No. 4 Houston Loses a Key Player For the Season — Terrance Arceneaux Tears His Achilles in Win Over Texas A&M, Leaving Kelvin Sampson Devastated
This Talent Packed Player Seemed to be Taking the Next Step, Now a Long Rehab Beckons
BY Chris Baldwin // 12.16.23Terrance Arceneaux is another young player who brings major talent to the table for UH. Now he's facing a long injury absence after an Achilles tendon tear. (Photo by F. Carter Smith)
Kelvin Sampson’s University of Houston basketball team picked up its statement game win over Texas A&M in the Halal Guys Showcase, but it came with a significant price. Sophomore wing Terrance Arceneaux, a burgeoning talent who is an important bench player for the nation’s No. 4 team, tore the Achilles tendon in his right leg early in the game and will be out for the rest of the season.

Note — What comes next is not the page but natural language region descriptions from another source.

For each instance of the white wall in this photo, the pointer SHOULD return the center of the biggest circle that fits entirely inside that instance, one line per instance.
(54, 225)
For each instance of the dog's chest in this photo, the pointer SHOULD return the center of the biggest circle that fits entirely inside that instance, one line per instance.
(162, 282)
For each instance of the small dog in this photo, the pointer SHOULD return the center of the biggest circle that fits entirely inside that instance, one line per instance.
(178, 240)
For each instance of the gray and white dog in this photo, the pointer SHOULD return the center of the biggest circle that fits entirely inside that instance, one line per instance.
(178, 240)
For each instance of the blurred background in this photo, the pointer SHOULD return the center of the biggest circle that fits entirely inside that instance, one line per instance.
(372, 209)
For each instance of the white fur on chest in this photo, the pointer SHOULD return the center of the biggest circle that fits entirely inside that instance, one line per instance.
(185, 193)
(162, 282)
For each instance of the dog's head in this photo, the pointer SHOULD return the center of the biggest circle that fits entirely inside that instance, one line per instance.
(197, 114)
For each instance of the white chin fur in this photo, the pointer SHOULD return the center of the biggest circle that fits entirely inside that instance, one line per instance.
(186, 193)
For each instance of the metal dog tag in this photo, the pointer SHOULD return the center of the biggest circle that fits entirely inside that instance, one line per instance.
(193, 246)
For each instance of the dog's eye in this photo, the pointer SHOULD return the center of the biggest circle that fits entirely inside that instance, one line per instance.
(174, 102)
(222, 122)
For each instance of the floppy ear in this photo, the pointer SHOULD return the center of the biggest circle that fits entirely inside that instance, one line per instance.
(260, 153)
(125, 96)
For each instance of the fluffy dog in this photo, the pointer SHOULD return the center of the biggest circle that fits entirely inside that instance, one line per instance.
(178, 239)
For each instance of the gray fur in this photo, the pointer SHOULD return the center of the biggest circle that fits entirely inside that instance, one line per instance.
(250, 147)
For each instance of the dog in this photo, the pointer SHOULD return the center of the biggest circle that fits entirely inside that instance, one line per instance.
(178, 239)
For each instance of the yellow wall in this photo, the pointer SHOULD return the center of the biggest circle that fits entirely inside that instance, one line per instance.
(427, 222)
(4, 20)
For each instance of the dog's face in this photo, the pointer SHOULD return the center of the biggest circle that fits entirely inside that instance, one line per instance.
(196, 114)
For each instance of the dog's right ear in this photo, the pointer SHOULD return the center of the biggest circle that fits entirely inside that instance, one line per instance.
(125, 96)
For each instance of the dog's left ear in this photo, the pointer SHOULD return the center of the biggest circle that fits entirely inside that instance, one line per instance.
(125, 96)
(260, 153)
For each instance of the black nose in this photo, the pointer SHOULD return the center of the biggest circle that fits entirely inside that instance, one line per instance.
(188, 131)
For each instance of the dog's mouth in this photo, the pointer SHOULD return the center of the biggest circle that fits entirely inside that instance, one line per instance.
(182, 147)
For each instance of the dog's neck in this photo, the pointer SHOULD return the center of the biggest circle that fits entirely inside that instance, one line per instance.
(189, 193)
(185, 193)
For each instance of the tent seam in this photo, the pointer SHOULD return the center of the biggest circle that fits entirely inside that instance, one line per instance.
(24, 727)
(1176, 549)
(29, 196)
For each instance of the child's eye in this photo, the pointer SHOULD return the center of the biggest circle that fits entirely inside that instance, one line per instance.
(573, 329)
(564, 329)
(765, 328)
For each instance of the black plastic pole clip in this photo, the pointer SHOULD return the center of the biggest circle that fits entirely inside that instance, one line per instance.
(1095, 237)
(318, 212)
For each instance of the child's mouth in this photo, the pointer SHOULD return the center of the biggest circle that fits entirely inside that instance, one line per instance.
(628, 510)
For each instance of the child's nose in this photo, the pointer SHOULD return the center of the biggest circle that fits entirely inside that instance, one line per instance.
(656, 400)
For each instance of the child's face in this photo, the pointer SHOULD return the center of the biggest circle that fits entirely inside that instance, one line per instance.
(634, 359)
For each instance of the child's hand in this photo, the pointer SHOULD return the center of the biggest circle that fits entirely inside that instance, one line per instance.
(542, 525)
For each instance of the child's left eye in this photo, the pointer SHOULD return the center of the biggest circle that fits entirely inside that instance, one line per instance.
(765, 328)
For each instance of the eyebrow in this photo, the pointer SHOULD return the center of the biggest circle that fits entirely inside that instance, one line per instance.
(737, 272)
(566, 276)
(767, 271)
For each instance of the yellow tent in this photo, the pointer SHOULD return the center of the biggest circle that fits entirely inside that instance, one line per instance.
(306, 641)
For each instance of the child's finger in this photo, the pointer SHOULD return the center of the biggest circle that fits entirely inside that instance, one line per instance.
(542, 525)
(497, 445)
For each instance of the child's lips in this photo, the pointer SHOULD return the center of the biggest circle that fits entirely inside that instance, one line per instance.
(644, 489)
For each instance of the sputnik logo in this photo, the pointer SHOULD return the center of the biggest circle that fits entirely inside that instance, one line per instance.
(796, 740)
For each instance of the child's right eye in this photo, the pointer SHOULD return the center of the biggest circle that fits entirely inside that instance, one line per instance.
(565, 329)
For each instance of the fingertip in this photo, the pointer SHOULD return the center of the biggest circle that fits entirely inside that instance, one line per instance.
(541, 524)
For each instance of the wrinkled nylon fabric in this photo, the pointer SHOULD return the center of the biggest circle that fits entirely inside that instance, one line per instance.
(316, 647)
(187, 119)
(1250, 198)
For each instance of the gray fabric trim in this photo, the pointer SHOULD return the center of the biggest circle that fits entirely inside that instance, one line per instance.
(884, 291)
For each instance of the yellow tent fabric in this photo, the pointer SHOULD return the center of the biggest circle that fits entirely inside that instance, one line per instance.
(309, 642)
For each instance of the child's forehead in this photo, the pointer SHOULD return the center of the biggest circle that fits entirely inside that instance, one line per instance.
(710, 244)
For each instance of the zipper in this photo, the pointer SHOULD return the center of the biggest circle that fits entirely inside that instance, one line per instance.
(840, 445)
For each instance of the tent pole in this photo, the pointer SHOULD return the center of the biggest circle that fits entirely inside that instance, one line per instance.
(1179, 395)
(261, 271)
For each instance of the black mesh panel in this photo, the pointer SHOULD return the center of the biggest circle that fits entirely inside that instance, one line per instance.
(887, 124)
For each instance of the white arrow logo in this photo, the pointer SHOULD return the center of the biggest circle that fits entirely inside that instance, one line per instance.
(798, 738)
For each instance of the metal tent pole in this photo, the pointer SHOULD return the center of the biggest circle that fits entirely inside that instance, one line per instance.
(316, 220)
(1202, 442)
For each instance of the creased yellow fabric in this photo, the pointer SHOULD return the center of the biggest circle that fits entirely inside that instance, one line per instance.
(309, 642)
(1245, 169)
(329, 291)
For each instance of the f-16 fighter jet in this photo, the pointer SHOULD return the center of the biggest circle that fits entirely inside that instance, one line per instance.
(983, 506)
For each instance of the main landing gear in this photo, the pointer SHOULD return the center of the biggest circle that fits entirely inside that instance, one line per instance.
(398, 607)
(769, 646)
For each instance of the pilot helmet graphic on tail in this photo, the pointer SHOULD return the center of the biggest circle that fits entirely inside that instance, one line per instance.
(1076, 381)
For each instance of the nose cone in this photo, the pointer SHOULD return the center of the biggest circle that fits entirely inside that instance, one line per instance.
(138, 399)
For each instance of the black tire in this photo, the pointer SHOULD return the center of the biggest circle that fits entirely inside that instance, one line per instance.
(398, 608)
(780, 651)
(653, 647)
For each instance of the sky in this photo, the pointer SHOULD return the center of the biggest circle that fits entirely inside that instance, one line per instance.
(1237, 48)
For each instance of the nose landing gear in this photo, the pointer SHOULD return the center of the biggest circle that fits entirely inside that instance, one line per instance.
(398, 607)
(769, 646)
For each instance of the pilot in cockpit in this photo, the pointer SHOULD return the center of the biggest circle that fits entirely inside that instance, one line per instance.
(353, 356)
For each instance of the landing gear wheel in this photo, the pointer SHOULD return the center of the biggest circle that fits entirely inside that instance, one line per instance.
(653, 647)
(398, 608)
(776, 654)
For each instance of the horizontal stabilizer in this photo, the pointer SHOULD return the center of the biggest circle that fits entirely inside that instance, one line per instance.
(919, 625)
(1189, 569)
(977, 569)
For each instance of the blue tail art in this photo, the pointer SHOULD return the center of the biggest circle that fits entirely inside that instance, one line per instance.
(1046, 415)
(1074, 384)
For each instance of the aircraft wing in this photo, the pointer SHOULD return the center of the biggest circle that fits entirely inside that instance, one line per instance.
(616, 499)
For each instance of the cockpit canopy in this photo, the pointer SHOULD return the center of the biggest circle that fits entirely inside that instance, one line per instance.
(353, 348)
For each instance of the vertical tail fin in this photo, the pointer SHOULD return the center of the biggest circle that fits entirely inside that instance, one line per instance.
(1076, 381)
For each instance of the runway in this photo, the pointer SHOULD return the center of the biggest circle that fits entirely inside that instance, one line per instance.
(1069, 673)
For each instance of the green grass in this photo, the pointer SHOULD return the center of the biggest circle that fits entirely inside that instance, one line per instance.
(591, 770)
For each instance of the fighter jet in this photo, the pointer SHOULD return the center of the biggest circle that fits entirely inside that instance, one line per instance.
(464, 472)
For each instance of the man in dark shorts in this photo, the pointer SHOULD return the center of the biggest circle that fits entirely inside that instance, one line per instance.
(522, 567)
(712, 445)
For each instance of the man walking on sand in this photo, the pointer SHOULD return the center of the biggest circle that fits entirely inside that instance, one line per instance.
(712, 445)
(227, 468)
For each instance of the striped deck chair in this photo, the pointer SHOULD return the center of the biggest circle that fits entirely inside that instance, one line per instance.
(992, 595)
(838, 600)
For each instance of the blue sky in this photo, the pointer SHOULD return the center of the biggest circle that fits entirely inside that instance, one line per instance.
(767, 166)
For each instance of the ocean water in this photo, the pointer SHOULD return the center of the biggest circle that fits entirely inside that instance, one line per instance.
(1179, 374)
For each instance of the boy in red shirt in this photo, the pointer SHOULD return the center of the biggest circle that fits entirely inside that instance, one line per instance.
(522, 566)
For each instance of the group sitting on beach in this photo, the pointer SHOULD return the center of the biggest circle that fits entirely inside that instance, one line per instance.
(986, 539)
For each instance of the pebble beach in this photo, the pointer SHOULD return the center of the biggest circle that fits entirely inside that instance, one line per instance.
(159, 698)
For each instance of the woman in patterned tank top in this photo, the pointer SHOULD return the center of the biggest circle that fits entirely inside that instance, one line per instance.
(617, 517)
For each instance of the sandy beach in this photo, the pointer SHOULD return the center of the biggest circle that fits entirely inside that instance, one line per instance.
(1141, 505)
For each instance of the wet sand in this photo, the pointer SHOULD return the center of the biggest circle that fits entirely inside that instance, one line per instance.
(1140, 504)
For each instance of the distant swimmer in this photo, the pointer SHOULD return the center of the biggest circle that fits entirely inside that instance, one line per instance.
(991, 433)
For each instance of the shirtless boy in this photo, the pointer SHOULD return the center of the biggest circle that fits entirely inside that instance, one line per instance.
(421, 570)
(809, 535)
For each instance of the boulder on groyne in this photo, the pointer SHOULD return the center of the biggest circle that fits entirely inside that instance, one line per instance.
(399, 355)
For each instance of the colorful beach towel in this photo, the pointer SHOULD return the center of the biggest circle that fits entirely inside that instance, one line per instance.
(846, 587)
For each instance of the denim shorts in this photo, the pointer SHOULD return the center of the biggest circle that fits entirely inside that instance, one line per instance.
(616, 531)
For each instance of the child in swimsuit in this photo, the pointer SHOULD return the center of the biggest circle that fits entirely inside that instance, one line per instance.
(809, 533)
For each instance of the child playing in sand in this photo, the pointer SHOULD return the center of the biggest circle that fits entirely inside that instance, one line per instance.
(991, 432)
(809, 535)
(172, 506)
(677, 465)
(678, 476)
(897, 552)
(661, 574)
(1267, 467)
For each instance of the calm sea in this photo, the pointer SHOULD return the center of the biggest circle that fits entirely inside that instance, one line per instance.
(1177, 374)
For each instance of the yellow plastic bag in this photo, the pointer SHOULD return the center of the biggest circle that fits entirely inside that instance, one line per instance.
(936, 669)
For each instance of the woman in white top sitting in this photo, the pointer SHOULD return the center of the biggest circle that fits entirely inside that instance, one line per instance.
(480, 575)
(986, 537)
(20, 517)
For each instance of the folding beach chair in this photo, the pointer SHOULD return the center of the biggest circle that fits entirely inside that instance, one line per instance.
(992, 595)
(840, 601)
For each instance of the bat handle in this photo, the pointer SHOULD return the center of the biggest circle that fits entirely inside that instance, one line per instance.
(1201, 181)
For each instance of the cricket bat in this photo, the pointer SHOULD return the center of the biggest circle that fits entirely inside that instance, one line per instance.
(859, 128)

One of the more devastating injuries in basketball, an Achilles tear will end Arceneaux’s season and require a long rehab.
After being helped off the floor with 8:26 left in the first half of the Cougars’ win over A&M, Terrance Arceneaux hobbled out for the second half with a big black boot over his right foot and lower leg. One of the prize players in a 2022 recruiting class that included Top 10 NBA pick Jarace Walker, the 6-foot-5 Arceneaux had come on of late, grabbing 19 rebounds in the last two games before the Texas A&M showdown.
He’d leave the Toyota Center on crutches, still clearly adjusting to getting around using the things.
“I just feel really bad for that young man,” University of Houston coach Kelvin Sampson says. “He was starting to play good. . . He was doing so many good things for us as a sophomore. And the next thing you know he’s torn his Achilles and is out for the year. I think I was more. . .
“I felt worse about that than I felt good about the game.”

The soft-spoken Arceneaux is extremely popular with his teammates, a hard worker who never complained even as many put unrealistic expectations on him as a freshman. And he seemed to be slowly making the next step before everyone’s eyes this season, getting better — and more confident in his role — game by game.
“Terrance is just an outstanding human being,” Sampson says. “I would say every kid on our team is a better person than they are a player.”
Losing Terrance Arceneaux, a Key Cog and Standup Teammate
This is a human loss for the country’s fourth ranked team, the sense of feeling hurt for a buddy, as much (if not more) than a basketball one.
“There’s not another Terrance and we’re going to miss him,” UH sophomore guard Emanuel Sharp, the third member of that Walker year recruiting class, says. “But the train keeps moving. We’ve got to recoup and try and fill in where Terrance helped us.”
Arceneaux has shown he has big game moments in him. In one of his more memorable games as a freshman last season, Arceneaux keyed a win at Pac-12 power Oregon, hitting three 3-pointers in a 15-point night.
He only logged 5:36 of court time against the Aggies before limping off, leaning against people on each side of him. By halftime, most of the UH players knew the deflating news.
Their buddy is hurting and done for the season, leaving a void on one of the best teams in America. Arceneaux still came out to watch the second half from the bench and cheer his teammates on.